La abadesa Fainder no acabó la frase al recordar lo que había dicho la niña sobre el estado de la ropa de Gabrán.

– ¿Qué pasó con el pedazo de tela que Gabrán tenía en la mano, Fial? -preguntó Coba.

– El marinero se lo dio al clérigo. Dijo que podría darle buen uso cuando el clérigo regresara a la abadía.

– En otras palabras, pretendían usarlo para inculpar al hermano Eadulf -murmuró Fidelma-. Pero no adelantemos acontecimientos. Al llegar la abadesa, cundió el pánico. Oyeron a Mel llamarla cuando se acercó al muelle. El que había contratado a Gabrán estaba acorralado en el barco. Ya no podían ocultar el crimen. Así pues, se hizo imprescindible permitir que el jefe de Gabrán se desvaneciera en la oscuridad y que nadie sospechara del capitán. A alguien se le ocurrió obligar a Fial a dar falso testimonio bajo la promesa de que sería liberada. ¿Es así?

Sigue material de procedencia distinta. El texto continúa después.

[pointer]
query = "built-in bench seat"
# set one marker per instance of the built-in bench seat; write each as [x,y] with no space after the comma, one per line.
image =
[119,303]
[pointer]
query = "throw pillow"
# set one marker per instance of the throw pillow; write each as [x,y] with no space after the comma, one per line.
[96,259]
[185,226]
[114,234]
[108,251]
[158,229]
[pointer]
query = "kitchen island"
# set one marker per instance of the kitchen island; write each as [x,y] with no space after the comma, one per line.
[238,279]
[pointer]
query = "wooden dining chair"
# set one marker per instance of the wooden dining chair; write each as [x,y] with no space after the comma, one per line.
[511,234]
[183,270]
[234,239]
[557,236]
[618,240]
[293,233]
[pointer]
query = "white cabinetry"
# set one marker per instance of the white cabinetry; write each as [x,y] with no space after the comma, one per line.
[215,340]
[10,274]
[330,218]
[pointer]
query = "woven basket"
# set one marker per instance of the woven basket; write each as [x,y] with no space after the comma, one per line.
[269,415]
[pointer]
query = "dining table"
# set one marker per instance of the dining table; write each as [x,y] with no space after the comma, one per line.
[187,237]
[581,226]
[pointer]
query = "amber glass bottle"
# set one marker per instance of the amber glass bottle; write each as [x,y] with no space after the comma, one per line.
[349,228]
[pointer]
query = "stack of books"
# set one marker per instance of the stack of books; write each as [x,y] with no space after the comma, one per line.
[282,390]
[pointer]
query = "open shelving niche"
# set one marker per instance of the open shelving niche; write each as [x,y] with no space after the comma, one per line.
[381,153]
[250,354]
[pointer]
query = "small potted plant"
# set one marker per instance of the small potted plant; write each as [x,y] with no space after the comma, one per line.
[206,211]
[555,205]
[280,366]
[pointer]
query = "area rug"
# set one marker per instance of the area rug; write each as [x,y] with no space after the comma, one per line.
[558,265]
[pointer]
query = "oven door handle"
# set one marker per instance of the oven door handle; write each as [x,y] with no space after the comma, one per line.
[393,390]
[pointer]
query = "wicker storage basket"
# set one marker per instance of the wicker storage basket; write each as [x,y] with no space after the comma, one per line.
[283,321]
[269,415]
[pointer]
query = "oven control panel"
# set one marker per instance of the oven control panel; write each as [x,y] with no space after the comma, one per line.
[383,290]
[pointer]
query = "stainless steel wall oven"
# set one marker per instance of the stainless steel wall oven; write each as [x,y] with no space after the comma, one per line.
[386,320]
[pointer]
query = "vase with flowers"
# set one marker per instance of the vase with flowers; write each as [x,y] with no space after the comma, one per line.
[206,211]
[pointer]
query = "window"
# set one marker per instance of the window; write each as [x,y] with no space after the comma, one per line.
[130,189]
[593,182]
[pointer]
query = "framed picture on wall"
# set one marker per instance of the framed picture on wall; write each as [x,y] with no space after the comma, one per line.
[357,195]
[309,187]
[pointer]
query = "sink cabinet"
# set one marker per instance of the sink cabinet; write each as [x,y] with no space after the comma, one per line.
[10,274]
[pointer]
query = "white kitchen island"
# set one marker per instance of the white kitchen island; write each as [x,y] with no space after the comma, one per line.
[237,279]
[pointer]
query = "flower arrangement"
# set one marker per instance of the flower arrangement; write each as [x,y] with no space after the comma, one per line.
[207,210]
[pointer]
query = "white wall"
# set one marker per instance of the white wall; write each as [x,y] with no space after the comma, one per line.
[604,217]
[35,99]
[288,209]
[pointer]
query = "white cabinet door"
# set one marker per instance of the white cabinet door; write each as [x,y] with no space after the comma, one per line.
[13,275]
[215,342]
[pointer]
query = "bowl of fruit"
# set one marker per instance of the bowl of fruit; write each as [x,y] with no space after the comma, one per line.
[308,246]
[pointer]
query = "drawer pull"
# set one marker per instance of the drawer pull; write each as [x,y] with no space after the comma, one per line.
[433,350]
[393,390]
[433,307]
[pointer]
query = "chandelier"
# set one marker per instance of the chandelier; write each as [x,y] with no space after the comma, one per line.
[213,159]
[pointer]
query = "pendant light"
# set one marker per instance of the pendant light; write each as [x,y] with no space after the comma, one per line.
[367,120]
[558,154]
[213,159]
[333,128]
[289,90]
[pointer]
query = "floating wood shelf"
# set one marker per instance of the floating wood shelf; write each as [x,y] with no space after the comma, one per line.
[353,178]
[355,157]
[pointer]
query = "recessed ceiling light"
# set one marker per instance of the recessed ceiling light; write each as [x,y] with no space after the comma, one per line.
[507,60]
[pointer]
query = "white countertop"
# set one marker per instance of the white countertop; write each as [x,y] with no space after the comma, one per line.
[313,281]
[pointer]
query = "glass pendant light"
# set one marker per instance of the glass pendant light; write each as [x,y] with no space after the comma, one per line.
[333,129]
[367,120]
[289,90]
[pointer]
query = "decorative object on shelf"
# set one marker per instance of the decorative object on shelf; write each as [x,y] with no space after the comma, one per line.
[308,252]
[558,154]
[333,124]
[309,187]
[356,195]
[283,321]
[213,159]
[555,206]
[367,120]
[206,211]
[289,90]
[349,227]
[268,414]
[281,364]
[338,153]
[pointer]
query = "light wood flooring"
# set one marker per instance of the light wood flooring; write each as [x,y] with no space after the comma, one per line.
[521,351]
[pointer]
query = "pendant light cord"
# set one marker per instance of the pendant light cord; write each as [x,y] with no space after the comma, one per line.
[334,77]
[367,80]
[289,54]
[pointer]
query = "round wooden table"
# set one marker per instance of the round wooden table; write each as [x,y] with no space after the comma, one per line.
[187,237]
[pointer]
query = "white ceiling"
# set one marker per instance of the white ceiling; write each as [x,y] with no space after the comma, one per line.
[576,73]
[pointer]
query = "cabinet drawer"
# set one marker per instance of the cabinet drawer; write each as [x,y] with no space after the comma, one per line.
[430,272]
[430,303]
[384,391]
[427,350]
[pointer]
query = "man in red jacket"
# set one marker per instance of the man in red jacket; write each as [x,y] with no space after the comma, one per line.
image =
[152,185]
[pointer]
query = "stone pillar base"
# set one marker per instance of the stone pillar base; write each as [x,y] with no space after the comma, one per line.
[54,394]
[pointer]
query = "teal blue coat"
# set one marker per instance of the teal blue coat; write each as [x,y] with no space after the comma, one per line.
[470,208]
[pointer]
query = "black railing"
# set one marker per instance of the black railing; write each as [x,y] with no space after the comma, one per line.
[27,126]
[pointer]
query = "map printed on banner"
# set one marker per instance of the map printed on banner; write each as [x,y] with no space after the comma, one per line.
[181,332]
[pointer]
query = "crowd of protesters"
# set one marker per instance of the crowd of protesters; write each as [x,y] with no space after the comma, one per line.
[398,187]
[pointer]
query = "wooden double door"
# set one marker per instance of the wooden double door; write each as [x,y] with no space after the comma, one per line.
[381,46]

Fial confirmó su conjetura.

– Yo me atuve a mi papel. Conté a todo el mundo lo que se me dijo que contara. Identifiqué al sajón por la tonsura fuera de lo corriente. Me dijeron que tendrían que encerrarme en un cuarto en la abadía por mi propia seguridad hasta después del juicio. Luego pasaron los días y, hace dos, un monje me dejó salir.